Kenisha Holloway is a wife, mother, entrepreneur and community organizer. The founder of Adorned with Awareness and curator of communal events where participants create organic art to facilitate solutions for growth. Her work is rooted in a diverse upbringing on Chicago's north side and experience as a community organizer. Her family arrived in Chicago, IL in the early 1950’s after moving north to Michigan from Mississippi. She enjoys researching her familial history and eager to learn tools and share this sacred journey with others. Kenisha is honored to participate in the EarthSeed Black Archival Project.



Raina J. León, she/her

Raina J. León, PhD is Black, Afro-Boricua, and from Philadelphia (Lenni Lenape ancestral lands). She seeks out communities of care and craft and is a member of the Carolina African American Writers Collective, Cave Canem, CantoMundo, Macondo. She is the author of black god mother this body, Canticle of Idols, Boogeyman Dawn, sombra : (dis)locate, and the chapbooks, , profeta without refuge and Areyto to Atabey: Essays on the Mother(ing) Self. She has received numerous fellowships and residencies. She is a founding editor of The Acentos Review, an online quarterly, international journal devoted to the promotion and publication of Latinx arts. She is additionally a digital archivist, emerging visual artist, writing coach, and curriculum developer.

Raja'Nee Redmond, she/her

Raja'Nee is an educator, oral historian, and artist who is dedicated to documenting and archiving Black stories.

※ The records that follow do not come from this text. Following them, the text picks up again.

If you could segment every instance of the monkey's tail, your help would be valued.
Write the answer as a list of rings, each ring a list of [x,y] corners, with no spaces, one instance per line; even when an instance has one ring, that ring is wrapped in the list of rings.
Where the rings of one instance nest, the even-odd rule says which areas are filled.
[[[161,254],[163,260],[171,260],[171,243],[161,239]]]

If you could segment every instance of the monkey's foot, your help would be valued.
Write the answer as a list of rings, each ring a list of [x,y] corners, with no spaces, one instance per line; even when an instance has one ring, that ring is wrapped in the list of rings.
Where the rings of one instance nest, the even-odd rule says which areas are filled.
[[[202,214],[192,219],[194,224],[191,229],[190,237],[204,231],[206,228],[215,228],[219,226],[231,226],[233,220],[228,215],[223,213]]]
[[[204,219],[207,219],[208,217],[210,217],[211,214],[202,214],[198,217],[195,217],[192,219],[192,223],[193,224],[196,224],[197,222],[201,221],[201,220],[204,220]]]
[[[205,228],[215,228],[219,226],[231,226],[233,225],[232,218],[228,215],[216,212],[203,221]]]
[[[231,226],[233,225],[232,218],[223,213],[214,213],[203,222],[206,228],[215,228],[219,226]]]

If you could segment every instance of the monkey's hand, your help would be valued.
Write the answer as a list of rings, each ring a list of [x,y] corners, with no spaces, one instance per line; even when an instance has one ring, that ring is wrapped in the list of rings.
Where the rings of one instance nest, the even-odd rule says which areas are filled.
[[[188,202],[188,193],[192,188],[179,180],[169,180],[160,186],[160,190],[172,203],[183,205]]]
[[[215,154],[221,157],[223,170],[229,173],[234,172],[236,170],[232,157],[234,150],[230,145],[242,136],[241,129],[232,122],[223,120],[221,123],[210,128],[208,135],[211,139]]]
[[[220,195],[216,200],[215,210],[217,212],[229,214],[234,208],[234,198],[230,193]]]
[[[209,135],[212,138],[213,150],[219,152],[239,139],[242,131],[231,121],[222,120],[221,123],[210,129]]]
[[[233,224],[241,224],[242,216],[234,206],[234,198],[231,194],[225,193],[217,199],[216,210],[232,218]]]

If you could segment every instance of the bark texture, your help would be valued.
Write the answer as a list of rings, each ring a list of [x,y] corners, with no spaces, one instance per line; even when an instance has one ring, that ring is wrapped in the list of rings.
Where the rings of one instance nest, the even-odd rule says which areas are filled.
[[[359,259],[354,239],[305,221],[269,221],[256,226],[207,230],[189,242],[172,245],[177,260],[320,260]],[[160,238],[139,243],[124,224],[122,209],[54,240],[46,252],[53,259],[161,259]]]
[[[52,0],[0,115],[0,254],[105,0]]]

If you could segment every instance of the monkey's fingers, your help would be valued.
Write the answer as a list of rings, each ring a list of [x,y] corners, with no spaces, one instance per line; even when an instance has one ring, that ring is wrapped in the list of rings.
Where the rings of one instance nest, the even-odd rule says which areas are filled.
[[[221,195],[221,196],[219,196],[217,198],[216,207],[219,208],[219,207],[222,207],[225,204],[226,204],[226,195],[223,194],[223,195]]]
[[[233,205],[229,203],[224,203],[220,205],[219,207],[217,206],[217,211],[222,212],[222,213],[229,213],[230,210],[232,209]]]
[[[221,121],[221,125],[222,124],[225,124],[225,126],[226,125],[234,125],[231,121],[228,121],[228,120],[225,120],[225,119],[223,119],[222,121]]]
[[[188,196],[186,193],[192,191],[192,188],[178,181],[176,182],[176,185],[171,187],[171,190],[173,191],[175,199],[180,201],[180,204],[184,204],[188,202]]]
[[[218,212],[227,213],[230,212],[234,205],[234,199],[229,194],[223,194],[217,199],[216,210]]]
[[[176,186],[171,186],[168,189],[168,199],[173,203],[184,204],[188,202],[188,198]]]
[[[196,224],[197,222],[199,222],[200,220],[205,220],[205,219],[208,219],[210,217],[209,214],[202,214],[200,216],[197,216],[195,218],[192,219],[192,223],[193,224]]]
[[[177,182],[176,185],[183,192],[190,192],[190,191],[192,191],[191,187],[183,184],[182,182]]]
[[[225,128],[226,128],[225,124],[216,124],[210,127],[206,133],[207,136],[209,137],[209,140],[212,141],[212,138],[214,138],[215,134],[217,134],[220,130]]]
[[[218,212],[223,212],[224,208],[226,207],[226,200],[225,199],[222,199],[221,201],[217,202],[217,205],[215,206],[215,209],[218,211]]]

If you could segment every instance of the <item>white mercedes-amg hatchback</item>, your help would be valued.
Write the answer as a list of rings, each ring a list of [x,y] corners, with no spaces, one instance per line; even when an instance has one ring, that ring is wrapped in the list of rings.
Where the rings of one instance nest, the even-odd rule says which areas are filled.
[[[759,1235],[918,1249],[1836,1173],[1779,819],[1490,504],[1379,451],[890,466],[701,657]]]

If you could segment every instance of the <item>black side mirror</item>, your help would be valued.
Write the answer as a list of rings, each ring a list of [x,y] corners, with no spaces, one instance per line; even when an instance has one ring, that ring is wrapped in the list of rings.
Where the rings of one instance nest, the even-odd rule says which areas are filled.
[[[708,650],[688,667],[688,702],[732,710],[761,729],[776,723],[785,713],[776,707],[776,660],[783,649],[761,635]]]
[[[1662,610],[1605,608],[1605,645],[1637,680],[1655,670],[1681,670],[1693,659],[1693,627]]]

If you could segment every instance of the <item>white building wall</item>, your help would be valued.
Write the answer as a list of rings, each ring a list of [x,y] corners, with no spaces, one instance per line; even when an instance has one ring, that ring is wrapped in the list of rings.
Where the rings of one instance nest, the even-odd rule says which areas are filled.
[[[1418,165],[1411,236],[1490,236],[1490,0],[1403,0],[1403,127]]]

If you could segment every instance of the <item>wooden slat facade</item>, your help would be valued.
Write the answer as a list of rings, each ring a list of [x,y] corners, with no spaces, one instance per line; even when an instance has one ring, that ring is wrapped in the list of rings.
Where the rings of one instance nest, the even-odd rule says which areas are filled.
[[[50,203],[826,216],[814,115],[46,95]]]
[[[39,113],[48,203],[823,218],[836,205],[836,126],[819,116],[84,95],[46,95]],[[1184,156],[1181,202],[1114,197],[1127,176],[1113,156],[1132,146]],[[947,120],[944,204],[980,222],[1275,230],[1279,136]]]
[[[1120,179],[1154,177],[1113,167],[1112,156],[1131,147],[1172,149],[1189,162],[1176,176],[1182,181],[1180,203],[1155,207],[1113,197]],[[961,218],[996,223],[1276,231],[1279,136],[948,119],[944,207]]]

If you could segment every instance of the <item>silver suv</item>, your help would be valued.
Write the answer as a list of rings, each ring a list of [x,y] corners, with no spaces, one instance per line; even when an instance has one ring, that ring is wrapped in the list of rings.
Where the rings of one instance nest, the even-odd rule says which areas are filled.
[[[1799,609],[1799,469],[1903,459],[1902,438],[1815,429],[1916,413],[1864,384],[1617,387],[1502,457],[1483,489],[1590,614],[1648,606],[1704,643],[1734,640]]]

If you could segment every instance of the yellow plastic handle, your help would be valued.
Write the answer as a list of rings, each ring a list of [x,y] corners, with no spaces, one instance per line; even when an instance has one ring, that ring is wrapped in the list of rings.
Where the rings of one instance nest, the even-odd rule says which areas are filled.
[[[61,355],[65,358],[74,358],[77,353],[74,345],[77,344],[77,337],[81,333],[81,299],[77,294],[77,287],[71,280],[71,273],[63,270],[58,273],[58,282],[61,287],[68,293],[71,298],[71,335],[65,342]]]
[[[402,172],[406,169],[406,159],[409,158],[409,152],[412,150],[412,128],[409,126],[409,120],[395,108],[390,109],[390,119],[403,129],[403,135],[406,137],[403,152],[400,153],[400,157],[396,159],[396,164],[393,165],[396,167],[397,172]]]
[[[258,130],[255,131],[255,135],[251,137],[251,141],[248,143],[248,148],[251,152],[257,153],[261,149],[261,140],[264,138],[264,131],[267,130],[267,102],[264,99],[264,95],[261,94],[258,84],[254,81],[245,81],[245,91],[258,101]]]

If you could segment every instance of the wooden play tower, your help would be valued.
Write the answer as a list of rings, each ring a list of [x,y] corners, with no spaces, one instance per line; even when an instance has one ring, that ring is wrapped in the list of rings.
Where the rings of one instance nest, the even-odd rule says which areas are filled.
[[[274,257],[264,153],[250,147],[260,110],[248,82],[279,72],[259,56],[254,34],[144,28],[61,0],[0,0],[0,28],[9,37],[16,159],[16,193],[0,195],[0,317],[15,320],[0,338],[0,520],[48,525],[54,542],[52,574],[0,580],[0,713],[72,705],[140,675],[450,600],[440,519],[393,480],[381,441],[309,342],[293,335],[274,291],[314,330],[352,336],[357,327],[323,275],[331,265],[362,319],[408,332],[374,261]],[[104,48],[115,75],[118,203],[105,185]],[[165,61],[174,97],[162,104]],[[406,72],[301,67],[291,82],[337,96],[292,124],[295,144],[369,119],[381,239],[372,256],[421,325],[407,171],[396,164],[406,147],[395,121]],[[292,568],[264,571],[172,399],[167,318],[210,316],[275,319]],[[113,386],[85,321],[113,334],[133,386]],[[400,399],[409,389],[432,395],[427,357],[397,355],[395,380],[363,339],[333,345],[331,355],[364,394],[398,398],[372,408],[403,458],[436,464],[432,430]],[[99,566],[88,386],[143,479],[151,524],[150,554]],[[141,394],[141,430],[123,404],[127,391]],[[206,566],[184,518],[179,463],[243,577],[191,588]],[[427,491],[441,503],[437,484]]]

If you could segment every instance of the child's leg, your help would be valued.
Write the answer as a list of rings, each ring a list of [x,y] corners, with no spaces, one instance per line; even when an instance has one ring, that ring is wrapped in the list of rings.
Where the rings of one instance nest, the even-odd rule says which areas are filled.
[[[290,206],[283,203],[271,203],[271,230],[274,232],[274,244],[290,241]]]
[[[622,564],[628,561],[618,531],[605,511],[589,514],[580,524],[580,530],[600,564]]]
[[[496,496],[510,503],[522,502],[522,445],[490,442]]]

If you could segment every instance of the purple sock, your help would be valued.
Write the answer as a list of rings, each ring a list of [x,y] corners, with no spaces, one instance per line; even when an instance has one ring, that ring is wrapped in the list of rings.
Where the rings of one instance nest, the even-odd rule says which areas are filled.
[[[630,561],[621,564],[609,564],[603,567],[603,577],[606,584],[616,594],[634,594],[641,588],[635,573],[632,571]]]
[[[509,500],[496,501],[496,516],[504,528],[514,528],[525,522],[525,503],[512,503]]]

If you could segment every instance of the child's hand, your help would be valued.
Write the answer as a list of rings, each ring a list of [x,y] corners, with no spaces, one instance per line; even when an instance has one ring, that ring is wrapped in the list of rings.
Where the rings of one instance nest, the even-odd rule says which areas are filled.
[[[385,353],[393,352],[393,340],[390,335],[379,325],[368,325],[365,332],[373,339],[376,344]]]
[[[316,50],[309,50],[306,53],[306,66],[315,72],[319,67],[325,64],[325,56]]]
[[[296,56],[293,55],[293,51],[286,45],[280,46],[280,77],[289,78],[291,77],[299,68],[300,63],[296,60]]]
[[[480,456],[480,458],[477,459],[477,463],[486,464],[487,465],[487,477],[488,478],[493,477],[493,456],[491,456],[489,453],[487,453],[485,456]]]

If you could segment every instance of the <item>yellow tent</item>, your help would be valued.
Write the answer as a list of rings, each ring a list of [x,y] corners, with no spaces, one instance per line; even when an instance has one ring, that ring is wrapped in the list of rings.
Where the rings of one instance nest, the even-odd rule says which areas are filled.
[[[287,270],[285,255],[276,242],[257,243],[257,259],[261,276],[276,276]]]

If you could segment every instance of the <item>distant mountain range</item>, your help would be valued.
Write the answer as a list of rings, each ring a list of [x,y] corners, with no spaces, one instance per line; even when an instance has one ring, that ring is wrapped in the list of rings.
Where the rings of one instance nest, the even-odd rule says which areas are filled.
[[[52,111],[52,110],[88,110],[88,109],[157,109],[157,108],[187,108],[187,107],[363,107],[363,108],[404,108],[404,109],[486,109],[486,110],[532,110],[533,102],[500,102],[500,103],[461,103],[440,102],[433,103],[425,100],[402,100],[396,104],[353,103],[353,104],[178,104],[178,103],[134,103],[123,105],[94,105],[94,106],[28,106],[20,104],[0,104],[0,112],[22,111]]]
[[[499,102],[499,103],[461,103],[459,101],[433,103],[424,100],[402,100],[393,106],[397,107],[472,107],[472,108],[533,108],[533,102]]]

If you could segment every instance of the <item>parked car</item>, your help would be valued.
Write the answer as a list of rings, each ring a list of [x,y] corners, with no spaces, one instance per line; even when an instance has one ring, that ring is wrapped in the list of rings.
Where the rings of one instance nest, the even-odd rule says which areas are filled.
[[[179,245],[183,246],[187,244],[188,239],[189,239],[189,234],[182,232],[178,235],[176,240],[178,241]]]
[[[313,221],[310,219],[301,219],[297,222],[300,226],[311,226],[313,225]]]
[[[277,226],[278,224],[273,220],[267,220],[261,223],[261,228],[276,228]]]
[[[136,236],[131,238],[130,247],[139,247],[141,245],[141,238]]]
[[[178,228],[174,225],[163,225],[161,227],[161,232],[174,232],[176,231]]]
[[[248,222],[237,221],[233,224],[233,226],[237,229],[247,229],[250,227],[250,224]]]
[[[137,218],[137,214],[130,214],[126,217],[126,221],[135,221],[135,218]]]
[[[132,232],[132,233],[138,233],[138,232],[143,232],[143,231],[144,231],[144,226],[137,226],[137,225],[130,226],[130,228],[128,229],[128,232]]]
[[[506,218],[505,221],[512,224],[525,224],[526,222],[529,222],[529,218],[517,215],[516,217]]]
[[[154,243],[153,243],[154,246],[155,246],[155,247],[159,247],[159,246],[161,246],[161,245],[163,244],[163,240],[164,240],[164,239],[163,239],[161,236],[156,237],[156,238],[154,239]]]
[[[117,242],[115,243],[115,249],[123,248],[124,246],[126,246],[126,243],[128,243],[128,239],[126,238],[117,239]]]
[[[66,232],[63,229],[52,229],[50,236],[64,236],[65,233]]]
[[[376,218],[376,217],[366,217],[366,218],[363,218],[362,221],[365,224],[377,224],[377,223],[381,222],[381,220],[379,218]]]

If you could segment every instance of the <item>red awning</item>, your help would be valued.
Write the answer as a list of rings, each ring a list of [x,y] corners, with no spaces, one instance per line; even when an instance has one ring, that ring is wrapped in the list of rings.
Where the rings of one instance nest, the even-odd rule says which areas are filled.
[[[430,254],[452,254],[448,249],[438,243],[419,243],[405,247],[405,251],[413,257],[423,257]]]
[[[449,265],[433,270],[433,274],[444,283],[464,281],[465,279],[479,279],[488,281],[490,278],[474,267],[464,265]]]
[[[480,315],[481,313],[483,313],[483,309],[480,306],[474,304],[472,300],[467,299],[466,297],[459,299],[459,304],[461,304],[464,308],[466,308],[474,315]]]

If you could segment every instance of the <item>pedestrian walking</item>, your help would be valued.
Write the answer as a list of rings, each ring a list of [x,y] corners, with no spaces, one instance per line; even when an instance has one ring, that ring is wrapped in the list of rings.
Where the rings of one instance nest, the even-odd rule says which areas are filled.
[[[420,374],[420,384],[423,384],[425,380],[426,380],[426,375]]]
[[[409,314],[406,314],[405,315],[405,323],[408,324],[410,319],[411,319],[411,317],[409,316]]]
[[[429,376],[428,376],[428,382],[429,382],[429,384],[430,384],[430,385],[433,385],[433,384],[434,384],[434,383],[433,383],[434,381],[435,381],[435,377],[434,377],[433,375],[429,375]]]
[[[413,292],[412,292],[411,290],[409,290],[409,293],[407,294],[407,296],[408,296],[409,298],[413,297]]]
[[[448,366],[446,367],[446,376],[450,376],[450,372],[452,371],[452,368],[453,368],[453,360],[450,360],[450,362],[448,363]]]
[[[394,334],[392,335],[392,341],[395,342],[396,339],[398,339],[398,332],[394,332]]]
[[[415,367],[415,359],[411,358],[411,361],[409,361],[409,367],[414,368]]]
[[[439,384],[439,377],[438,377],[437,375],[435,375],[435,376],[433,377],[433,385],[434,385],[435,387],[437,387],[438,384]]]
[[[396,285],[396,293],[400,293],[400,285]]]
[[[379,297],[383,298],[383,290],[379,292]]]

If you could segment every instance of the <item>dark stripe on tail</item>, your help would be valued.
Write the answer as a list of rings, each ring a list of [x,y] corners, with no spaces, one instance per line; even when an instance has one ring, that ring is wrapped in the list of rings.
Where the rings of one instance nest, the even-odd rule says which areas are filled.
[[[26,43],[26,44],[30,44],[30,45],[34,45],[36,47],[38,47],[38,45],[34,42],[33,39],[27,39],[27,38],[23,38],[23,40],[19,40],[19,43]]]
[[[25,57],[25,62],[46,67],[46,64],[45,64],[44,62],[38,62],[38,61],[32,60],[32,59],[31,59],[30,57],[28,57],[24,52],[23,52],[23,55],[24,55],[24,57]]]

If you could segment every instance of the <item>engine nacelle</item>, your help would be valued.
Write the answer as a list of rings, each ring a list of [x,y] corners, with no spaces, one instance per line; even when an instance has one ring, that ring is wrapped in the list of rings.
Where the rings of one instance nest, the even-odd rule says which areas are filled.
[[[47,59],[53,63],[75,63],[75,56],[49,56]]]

Rooted in a love for genealogy and capturing the legacies of her own family, Raja'Nee's work exists at the intersections of Black womanhood, history, and storytelling. She believes the most powerful thing a person can do is define themselves by telling their own stories. As a former social science educator in Chicago Public Schools, Raja'Nee taught young people to analyze oppressive systems, connect historical moments to the present, and leverage their collective power to make change. Today, she serves as the Communications and Special Projects Associate at Vocal Justice and the Director of the Scholarship Program at Delacreme Scholars. Raja'Nee earned a Bachelor's degree in Psychology and African and Black Diaspora Studies from DePaul University and a Master's in Teaching from The University of Chicago's Urban Teacher Education Program.